To this payment by the British Government was added the extraordinary privilege of the liberation of a lad from Norman Cross to act as his servant. This was a further favour from the Government which was feeding him and clothing him. The Bishop’s return for these acts of grace was to allow the lad to join in the illegal straw-plait traffic, and then to make the application which, reading between the lines of Sir Rupert George’s letter, it was easy to see was regarded by the Transport Board as a gross piece of effrontery.
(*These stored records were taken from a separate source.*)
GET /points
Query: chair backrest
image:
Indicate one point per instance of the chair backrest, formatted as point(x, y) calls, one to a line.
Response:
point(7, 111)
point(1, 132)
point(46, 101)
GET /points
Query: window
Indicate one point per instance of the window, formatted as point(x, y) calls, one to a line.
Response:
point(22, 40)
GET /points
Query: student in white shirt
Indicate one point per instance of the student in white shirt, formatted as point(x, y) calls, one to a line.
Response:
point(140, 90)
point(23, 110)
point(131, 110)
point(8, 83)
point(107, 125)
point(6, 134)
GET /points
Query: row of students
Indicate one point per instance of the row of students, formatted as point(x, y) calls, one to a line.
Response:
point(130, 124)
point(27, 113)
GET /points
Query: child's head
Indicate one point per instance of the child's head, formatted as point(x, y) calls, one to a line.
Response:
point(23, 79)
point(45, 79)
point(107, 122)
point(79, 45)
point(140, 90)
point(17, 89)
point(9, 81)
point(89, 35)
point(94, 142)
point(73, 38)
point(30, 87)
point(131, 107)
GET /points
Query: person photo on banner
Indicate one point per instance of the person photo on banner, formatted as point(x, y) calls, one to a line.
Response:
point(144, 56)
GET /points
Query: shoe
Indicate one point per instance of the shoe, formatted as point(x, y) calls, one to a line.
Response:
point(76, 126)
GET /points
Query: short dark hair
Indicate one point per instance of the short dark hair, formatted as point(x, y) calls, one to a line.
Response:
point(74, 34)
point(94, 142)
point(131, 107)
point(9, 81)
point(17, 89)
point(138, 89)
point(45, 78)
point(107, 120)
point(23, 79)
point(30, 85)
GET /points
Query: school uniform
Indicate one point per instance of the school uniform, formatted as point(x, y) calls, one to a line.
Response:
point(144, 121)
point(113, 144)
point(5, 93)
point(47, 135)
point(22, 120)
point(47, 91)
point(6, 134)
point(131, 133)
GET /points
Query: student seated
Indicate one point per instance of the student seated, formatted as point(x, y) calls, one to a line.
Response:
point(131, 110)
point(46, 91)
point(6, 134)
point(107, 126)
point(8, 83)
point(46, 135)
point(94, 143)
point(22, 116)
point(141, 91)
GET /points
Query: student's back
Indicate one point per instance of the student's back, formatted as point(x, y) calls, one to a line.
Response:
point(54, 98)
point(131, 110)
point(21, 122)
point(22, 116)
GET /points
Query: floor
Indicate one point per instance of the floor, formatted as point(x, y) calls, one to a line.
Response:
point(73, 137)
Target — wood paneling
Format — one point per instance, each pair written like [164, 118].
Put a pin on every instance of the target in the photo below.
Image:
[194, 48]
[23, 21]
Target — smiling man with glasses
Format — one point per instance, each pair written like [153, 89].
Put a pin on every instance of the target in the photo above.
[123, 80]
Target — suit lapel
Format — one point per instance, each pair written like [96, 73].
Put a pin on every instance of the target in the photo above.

The sequel was more letters in the effusive begging-letter style of a century ago to the tender-hearted, influential nobleman whose acquaintance he had made, and the ultimate granting of another servant.

In one of his letters the Bishop denies that there is any truth in the accusation that his servant was an accomplice in the illicit trading in straw plait, and there is no extant evidence that he was so; but it is clear, from the correspondence between the Transport Board and the Secretary to the Admiralty, and between the latter and Earl Fitzwilliam, that the Transport Board had no doubt about the fact.

There is something pathetic in the fact that these letters, in his, the Bishop’s, beautiful handwriting, which is like the finest engrossing, but so small that it is scarcely legible without the aid of a magnifying-glass, should have come to light exactly 100 years after they were written, and only two years after the wish had been expressed by the writers quoted above, that more could be learned of “this worthy prelate” and “this good man,” for in them the Bishop himself rises up to cast off the adornments of self-sacrifice, etc., with which he has been decorated by his biographers.

Divers writers, one after another, have attributed to him the qualifications of a saint, finding everything he did so good and wonderful, that the last, the late Rev. M. C. Godwin, mentions as a merit that the Bishop walked a mile to his duties at the prison.

Mr. Brown, in the footnote just quoted, says: “It would be interesting to know the history of this good man after the prisoners were discharged in 1814.”